Guaido, who rose to prominence in the aftermath of Venezuela's disputed 2018 presidential election, has faced waning support after failing to dislodge President Nicolas Maduro from power.
What is the latest?
Venezuela's parliament was set to hold a vote on Thursday on whether to end Guaido's "government," which has been running in parallel to Maduro's government.
The session, however, has now been postponed until January 3, with Guaido supporters pushing for further debate on the issue.
"I assume [as president of the 'interim government'] the deferral of the session in pursuit of the defense of the constitution and [to get] the necessary unity in favor of an agreement," Guaido wrote on Twitter.
Last week, lawmakers in the 104-member National Assembly held a vote on two proposals. The motion to end Guaido's government garnered 72 votes, as opposed to 23 votes in favor of extending his mandate for a year.
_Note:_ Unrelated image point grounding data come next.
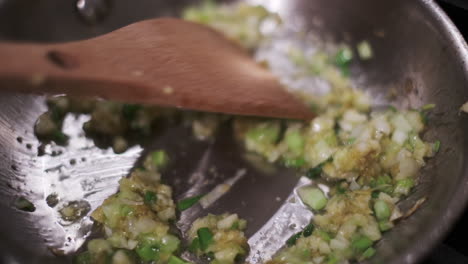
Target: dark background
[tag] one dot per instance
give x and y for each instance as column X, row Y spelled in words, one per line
column 454, row 250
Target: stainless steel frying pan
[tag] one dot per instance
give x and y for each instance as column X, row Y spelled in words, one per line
column 418, row 52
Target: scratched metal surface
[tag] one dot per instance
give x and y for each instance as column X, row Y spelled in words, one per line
column 417, row 51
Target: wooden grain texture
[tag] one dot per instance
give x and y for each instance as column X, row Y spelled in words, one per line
column 166, row 61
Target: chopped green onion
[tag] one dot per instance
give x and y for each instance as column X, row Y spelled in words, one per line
column 126, row 210
column 385, row 225
column 308, row 230
column 382, row 183
column 382, row 210
column 428, row 107
column 210, row 256
column 294, row 163
column 176, row 260
column 315, row 172
column 368, row 253
column 436, row 146
column 205, row 237
column 148, row 252
column 60, row 138
column 24, row 204
column 159, row 158
column 295, row 142
column 324, row 235
column 313, row 197
column 188, row 202
column 375, row 194
column 364, row 50
column 343, row 57
column 150, row 197
column 404, row 186
column 292, row 240
column 195, row 245
column 392, row 108
column 361, row 243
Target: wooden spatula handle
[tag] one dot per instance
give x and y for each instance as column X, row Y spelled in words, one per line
column 169, row 62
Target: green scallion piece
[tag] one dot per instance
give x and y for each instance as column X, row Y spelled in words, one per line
column 308, row 230
column 368, row 253
column 361, row 243
column 292, row 240
column 382, row 210
column 294, row 163
column 83, row 258
column 24, row 204
column 324, row 235
column 150, row 197
column 428, row 107
column 403, row 186
column 385, row 225
column 186, row 203
column 343, row 57
column 364, row 50
column 295, row 142
column 195, row 245
column 60, row 138
column 129, row 111
column 148, row 252
column 125, row 210
column 205, row 237
column 375, row 194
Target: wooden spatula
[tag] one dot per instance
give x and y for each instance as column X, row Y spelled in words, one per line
column 169, row 62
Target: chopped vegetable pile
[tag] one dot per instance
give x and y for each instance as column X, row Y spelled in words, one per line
column 369, row 159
Opposition parties plan on holding primaries in 2023 to select a candidate to run against Maduro in the next presidential vote in 2024.
Why are they considering the move now?
Four opposition parties have proposed putting an official end to Guaido's "interim government."
They argue that the body has not been successful in dislodging Maduro from power, and that the opposition needs to reinvent itself and reposition.
Guaido's Popular Will Party opposes the move, saying it would allow Maduro to once again get access to Venezuelan resources that are currently blocked by international sanctions.
The "interim government" currently controls some of the country's assets abroad.
How did Guaido come to lead an 'interim government'?
In the aftermath of Venezuela's 2018 presidential vote, Maduro declared himself the winner, seeking to maintain his position of power.
The results of the election were disputed, with observers alleging widespread fraud.
Guaido, who was a little-known political figure at the time, declared himself Venezuela's president, as he was the highest-level political leader who had been democratically elected. He was the head of parliament at the time.
The opposition leader and his "interim government" received widespread backing from abroad, including recognition from the United States, the United Kingdom and the European Union.
But, over time, Maduro remained in power, and Guaido's international support waned.
The European Union downgraded Guaido's status last year to "privileged interlocutor" after he lost his position as head of parliament following Venezuela's legislative elections of December 2020, even though the EU does not recognize the vote.
Guaido has repeatedly called for free and fair elections and backs a progressive lifting of US sanctions as an incentive for Maduro to hold the vote.
Some of the crippling sanctions hail from before the 2018 presidential elections, but more were imposed in the aftermath, aiming to put pressure on Maduro. They have also, however, taken a serious toll on ordinary people.
US President Joe Biden's administration has taken steps of rapprochement with Maduro's government in recent months — partly also due to the energy crisis sparked by Russia's war on Ukraine.